Live Updates: Wildfire Smoke Expected to Darken Skies Again on Friday


Some Americans contending with smoke from Canadian wildfires, including a group of Republican lawmakers, have been critical of their northern neighbor for what they say is a failure to control blazes that have consistently caused poor air quality in the United States.

But fires are simultaneously also blazing in the U.S., one of which led to the recent death of a Canadian firefighter — and Canada has contended with smoke that is not necessarily homegrown either, billowing up into the country from the U.S.

“If Canada will not manage its forests to prevent these fires, the United States will look elsewhere, and act on our own, to protect our people,” four Republican members of Congress from Michigan wrote in a letter to Canada’s prime minister, Mark Carney, on Wednesday.

On Thursday, a Michigan state lawmaker, Aric Nesbitt, joined the fray, echoing an annexation threat at times made by President Trump and telling Canada on social media, “Unless you want to become the 51st state, learn to manage your forests.”

The American accusations prompted Mr. Carney to point fingers as well when asked about them on Thursday. “Fighting climate change is the responsibility of all countries, including the United States,” he told reporters in French.

What Mr. Carney, who is under pressure domestically for “investment-driven” policies that environmentalists say could exacerbate climate change and the increasing wildfires that have come with it, did not point out is that Canada has, on multiple occasions, dealt with smoke from U.S. wildfires that has eroded its air quality.

In September 2020, fires in California, Oregon and Washington State burned more than five million acres and left millions of Americans under thick clouds of smoke and ash for weeks. Fires in Washington State and Oregon sent smoke billowing northward into Canada, eroding air quality and visibility.

“This has been primarily a U.S.-dominated wildfire season,” Armel Castellan, a warning preparedness meteorologist with Environment Canada, told the Canadian Broadcasting Corporation at the time.

The United States ambassador to Canada, Pete Hoekstra, who is from Michigan, took a more diplomatic approach to the two nations’ shared woes. In a post on social media on Wednesday, he said, “This challenge knows no borders. The United States will continue to coordinate closely with Canada, just as we have for more than four decades of shared wildfire emergencies.”

Indeed, there are fires burning in the U.S. as well, and they have touched Canadians, too.

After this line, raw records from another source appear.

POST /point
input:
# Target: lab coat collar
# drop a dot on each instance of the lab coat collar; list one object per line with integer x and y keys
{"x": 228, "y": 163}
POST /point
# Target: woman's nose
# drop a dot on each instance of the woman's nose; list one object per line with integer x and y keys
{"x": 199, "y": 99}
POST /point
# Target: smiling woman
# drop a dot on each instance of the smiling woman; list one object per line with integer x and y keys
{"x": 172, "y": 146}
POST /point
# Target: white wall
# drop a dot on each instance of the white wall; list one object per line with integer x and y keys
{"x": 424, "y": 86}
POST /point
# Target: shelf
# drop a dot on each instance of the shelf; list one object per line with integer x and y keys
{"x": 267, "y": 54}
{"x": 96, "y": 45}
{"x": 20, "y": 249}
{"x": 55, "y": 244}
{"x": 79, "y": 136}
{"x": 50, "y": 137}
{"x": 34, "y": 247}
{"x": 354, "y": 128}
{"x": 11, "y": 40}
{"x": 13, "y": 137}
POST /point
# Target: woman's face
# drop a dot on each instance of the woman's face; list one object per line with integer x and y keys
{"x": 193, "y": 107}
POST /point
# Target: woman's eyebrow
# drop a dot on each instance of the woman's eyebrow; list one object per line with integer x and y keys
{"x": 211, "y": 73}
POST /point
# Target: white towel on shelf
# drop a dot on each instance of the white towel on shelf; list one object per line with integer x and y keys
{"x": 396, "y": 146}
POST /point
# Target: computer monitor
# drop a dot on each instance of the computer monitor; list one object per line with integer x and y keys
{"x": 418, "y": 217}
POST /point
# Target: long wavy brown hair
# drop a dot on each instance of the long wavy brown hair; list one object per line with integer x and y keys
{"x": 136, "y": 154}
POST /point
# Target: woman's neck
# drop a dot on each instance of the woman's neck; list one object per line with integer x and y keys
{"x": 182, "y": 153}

The U.S. National Interagency Fire Center, which has touted its cooperation with Canadian firefighters, noted on Thursday that more than 150 new fires were reported nationwide the previous day, including six new large fires, and said firefighters were on Thursday working to contain more than four dozen “large fires across the country.”

On Sunday, Nicholas Dale, a Canadian helicopter pilot, died in a crash while “engaged in wildfire suppression efforts” in Colorado, according to the Gunnison County Sheriff’s Office. Gov. Jared Polis of Colorado called the 56-year-old Canadian “a heroic firefighting pilot.”